Amsterdam-born Rob Scholte studied at the city’s Gerrit Rietveld Academie from 1977 to 1982, subsequently joining the artists’ collective W139. Here he debuted together with Sandra Derks in 1982 with the ‘masterpiece’ Rom 87, a series of variations painted in free style on a book of children’s colouring pictures.
He went on to jettison this style in favour of minutely detailed paintings which he started to exhibit in the Living Room in 1984. Scholte’s works were selected for the prestigious Documenta in Kassel in1987 and in 1990 he was commissioned for the Dutch pavilion at the Venice Biennale.
For Scholte, there is no such thing as originality: reproductions play a major role in his art.
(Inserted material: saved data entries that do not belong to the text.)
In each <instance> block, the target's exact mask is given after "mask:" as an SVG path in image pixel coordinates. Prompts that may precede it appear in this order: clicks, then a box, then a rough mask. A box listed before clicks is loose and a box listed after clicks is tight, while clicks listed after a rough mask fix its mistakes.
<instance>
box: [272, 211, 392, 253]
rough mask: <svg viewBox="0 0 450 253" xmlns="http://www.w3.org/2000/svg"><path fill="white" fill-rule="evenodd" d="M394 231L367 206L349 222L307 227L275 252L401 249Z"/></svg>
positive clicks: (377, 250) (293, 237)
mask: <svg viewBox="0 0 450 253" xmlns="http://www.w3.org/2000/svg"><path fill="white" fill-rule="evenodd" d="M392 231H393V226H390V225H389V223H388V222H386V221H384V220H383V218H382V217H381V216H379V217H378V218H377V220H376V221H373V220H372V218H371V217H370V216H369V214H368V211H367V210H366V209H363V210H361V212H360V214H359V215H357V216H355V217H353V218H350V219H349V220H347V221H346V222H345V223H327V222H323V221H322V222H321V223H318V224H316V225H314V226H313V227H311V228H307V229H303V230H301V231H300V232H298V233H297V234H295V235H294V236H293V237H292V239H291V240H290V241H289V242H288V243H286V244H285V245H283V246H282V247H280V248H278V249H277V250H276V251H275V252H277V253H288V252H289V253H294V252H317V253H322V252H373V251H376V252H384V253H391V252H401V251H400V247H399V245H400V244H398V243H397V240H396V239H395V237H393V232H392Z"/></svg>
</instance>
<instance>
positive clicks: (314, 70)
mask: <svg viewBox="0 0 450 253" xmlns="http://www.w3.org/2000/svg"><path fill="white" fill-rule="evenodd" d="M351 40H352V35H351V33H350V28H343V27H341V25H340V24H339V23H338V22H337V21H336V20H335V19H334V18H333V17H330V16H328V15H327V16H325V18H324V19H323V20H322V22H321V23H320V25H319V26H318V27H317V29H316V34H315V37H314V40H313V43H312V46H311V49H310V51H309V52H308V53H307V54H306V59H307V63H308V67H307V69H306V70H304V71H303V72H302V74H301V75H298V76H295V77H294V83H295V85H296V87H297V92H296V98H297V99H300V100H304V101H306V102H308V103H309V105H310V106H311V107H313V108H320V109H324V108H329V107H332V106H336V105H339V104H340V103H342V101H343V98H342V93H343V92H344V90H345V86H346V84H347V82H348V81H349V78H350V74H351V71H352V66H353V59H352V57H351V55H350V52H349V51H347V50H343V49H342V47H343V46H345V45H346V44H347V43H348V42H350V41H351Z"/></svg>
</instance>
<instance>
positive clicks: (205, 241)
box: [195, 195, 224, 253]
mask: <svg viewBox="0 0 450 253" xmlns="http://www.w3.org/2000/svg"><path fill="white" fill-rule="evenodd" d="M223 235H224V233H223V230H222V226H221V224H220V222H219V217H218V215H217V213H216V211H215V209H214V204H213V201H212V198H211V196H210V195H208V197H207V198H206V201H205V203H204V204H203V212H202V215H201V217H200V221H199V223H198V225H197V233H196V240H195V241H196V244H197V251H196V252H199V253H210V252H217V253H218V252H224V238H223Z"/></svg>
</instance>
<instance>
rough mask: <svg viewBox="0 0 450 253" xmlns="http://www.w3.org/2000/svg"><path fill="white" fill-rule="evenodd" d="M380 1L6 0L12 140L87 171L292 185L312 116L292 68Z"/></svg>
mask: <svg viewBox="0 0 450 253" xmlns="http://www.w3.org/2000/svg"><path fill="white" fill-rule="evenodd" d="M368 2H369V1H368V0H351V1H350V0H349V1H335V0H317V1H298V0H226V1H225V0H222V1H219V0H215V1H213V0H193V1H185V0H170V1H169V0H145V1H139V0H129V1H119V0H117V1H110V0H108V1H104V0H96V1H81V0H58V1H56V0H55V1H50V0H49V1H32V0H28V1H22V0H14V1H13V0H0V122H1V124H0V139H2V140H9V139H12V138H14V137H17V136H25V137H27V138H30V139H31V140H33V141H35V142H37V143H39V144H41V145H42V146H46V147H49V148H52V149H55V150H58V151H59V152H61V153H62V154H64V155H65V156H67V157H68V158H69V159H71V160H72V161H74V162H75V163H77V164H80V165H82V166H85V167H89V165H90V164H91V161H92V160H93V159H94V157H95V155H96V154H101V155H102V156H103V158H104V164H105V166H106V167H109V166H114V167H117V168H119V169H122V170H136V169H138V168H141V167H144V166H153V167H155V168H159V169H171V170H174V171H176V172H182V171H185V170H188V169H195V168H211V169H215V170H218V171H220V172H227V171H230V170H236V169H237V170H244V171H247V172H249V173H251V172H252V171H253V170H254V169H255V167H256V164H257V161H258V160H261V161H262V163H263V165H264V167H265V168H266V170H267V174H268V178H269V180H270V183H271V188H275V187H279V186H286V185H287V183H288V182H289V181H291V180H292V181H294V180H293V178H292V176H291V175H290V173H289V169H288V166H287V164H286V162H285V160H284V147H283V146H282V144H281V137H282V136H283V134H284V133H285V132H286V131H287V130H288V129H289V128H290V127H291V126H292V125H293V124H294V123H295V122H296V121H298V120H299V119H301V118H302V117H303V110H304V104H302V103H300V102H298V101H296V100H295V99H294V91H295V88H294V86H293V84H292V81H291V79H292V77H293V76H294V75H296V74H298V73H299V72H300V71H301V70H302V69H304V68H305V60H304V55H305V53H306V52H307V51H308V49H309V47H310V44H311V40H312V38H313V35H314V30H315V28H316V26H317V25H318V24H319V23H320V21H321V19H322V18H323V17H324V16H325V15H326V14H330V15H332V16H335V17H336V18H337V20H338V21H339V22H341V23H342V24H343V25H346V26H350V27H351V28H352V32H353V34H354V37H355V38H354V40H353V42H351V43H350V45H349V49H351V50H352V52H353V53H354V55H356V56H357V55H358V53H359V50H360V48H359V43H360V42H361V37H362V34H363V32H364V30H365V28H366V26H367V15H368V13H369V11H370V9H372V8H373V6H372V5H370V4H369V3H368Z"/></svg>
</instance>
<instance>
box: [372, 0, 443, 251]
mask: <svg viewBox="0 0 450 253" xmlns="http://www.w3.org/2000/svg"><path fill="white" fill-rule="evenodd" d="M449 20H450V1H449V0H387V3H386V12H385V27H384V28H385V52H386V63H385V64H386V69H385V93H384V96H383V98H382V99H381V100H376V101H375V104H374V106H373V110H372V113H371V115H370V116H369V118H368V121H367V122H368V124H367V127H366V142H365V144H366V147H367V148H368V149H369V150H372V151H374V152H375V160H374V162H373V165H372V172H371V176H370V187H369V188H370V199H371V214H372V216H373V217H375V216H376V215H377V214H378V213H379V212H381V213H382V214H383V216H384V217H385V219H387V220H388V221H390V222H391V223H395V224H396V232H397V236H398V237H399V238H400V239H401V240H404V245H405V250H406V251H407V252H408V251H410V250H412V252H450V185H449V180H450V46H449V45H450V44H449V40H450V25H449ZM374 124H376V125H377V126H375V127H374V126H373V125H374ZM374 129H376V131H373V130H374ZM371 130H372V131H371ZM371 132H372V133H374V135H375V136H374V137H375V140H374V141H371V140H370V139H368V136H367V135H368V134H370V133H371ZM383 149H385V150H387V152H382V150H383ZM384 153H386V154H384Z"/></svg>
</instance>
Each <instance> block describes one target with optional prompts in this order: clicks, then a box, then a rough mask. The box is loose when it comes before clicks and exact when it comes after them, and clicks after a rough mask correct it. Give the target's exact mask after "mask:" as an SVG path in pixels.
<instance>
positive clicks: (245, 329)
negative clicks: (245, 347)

Reproductions ensure that a work reaches out to the largest possible audience, and that’s why the most frequently reproduced work of art is the most important, he once stated. In a precise, realist style (as if it were already a reproduction) Scholte copies existing images from the media, publicity and picture books.
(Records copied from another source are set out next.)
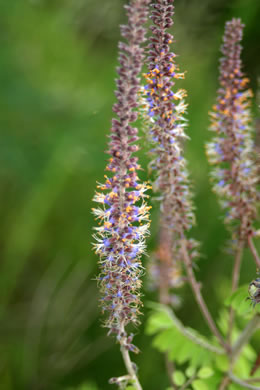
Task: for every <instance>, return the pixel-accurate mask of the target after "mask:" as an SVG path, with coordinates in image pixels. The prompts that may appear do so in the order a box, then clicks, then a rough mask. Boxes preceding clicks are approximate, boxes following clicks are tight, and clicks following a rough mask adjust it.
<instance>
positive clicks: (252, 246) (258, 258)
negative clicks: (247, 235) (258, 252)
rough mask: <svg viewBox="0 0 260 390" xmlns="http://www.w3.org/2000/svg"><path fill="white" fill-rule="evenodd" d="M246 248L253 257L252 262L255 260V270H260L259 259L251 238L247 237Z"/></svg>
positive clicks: (253, 241) (255, 249)
mask: <svg viewBox="0 0 260 390" xmlns="http://www.w3.org/2000/svg"><path fill="white" fill-rule="evenodd" d="M248 246H249V248H250V250H251V252H252V255H253V256H254V260H255V263H256V266H257V268H259V269H260V258H259V255H258V253H257V249H256V247H255V244H254V241H253V239H252V237H248Z"/></svg>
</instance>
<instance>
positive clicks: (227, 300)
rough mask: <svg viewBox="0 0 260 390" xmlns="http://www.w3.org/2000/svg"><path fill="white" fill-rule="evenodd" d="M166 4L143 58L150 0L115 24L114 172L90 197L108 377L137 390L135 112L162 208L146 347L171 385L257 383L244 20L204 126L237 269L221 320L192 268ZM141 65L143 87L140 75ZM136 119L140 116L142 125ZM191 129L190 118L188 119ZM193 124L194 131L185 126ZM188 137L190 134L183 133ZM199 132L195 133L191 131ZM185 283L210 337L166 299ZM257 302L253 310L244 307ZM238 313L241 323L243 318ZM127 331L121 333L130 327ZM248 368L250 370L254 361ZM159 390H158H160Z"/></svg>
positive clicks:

In 1986 he caused a furore with Utopia, a copied postcard that drew accusations of flagrant plagiarism. Scholte’s work played on Manet’s Olympia, portraying its reclining nude and her black servant as wooden artist’s puppets. That idea was not new, but derived from a work by an automaton maker pictured on a little-known postcard, an art critic charged. Scholte countered the accusation with a massive canvas depicting the newspaper article in question.
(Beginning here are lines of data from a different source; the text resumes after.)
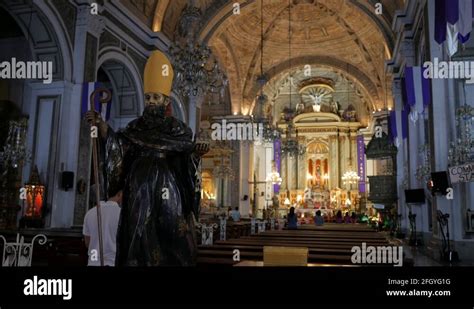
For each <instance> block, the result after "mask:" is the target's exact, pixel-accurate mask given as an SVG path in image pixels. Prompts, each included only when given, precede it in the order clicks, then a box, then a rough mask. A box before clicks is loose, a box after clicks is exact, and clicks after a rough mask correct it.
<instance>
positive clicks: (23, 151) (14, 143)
mask: <svg viewBox="0 0 474 309" xmlns="http://www.w3.org/2000/svg"><path fill="white" fill-rule="evenodd" d="M27 128H28V120H27V119H26V118H23V119H21V120H18V121H11V122H10V126H9V131H8V137H7V140H6V143H5V147H4V149H3V155H2V161H3V164H4V165H5V168H6V167H7V166H8V165H10V166H11V167H13V168H17V167H18V166H19V165H21V164H22V163H24V162H25V161H28V160H29V158H30V153H29V152H28V150H27V146H26V131H27Z"/></svg>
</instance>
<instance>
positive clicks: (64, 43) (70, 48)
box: [0, 0, 73, 81]
mask: <svg viewBox="0 0 474 309" xmlns="http://www.w3.org/2000/svg"><path fill="white" fill-rule="evenodd" d="M0 7H2V8H3V9H4V10H5V11H7V12H8V13H9V14H10V15H11V16H12V17H13V19H14V20H15V21H16V23H17V24H18V26H19V27H20V28H21V30H22V31H23V33H24V35H25V37H27V38H28V39H29V40H28V41H29V44H30V50H31V53H32V56H33V60H35V61H52V62H53V79H54V80H68V81H70V80H72V67H73V65H72V52H71V46H70V44H69V43H68V42H69V40H68V39H67V38H66V35H65V33H66V32H65V31H64V29H63V27H62V26H61V22H60V21H59V17H58V16H57V15H56V14H55V13H54V12H53V11H52V10H51V8H50V7H49V6H48V5H47V4H46V3H45V2H44V1H37V2H35V3H31V2H30V3H24V2H22V3H18V1H12V0H9V1H2V2H1V3H0Z"/></svg>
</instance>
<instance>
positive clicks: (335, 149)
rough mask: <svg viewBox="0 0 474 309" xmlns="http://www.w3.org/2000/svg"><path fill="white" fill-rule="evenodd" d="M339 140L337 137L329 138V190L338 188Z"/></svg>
mask: <svg viewBox="0 0 474 309" xmlns="http://www.w3.org/2000/svg"><path fill="white" fill-rule="evenodd" d="M338 141H339V139H338V138H337V135H331V136H329V153H330V157H329V188H331V189H334V188H337V187H339V149H338V148H339V146H338V144H339V143H338Z"/></svg>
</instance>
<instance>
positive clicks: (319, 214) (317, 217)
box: [314, 210, 324, 226]
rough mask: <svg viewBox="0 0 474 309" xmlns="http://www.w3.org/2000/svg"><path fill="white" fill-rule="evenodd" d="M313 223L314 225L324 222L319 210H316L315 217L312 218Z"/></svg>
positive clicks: (318, 225)
mask: <svg viewBox="0 0 474 309" xmlns="http://www.w3.org/2000/svg"><path fill="white" fill-rule="evenodd" d="M314 223H315V224H316V226H322V225H323V224H324V218H323V216H321V210H318V211H317V212H316V217H315V218H314Z"/></svg>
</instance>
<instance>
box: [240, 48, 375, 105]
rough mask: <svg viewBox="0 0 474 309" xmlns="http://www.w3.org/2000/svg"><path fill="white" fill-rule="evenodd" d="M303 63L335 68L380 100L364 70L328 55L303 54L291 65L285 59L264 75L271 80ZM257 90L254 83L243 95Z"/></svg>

In 1991 Scholte won the commission for a massive frieze for the walls and ceiling of the Huis Ten Bosch Resort in Nagasaki, Japan. The mural, measuring 1200 square metres, took Scholte and his large team of assistants years to complete. Entitled Après nous le déluge, it took as its theme the continued recurrence of war through history.
During this period Scholte survived an attempt on his life, although the car bomb cost him both his legs. Nevertheless the Nagasaki masterpiece was completed on time. It was unveiled on August 9, 1995 to commemorate the fiftieth anniversary of the nuclear bomb attack on Nagasaki.